The number of Hispanic students in public schools dropped dramatically in communities with immigration enforcement partnerships.

By Lauren Camera

IN COMMUNITIES WHERE Immigration and Customs Enforcement officers formed partnerships with local police to enforce immigration laws, the number of Hispanic students enrolled in public schools fell significantly – by nearly 10 percent in just two years.

Using K-12 enrollment data in 55 counties from 2000 to 2011, when such ICE partnerships first began, researchers at Stanford University found that they displaced more than 300,000 Hispanic students, mostly younger, elementary-school students and mostly U.S. citizens.

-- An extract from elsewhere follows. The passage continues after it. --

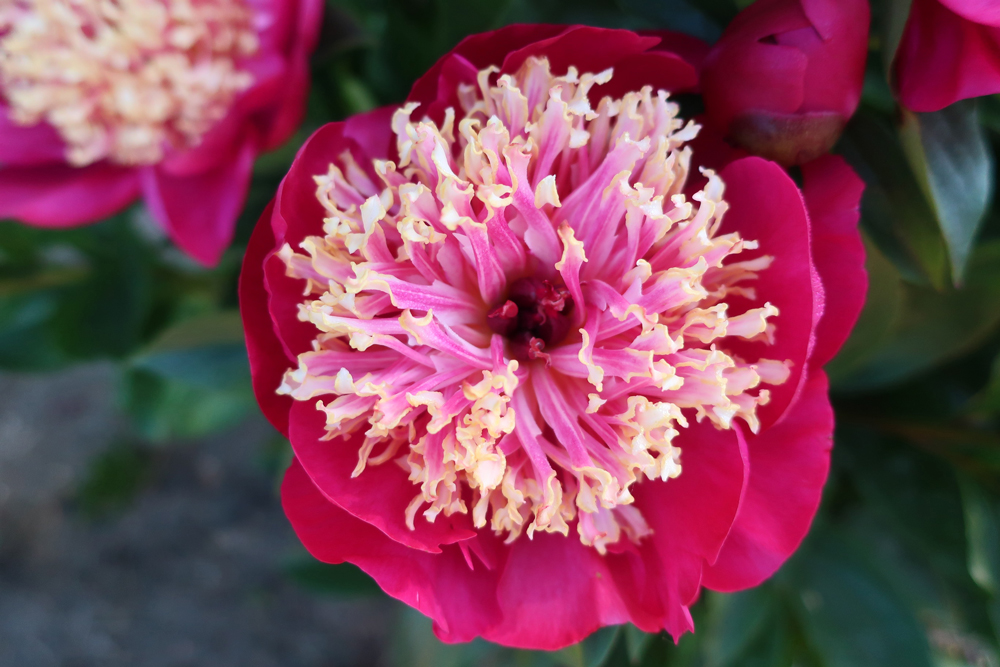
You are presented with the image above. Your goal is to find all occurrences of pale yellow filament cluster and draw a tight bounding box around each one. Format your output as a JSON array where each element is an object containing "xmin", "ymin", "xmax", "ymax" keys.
[{"xmin": 0, "ymin": 0, "xmax": 258, "ymax": 165}]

The findings, published earlier this fall in the National Bureau of Economic Research, provide “robust evidence,” the researchers said, “that partnerships between ICE and local law-enforcement agencies led to substantial reductions in Hispanic student enrollment.”

“I was surprised by the magnitude, especially when we mapped it to the preexisting population of Hispanic students,” says Thomas Dee, professor at Stanford and lead author of the paper. “Now we’re understandably paying so much attention to immigration enforcement at the border, but this type of enforcement is really consequential as well.”

Indeed, tensions over immigration escalated this weekend when those seeking asylum in the U.S. arrived at the U.S.-Mexican border as part of Central American migrant caravan and clashed with border patrol agents. But the Trump administration has long called for an increase in such ICE partnerships.

There are currently about 725,000 young people in the U.S. without legal status, and 4.5 million young people with at least one parent in the country without legal status.

As it stands, 78 law enforcement agencies in 20 states are empowered to carry out immigration law through such partnerships with ICE.

But the collaborations have proven controversial: Advocates argue that they effectively enforce immigration laws and also deter those in the U.S. illegally from taking up residence in the communities. Critics, however, say the partnerships eviscerate trust between police officers and the communities they’re tasked with protecting and also result in some major civil rights violations, including racial profiling.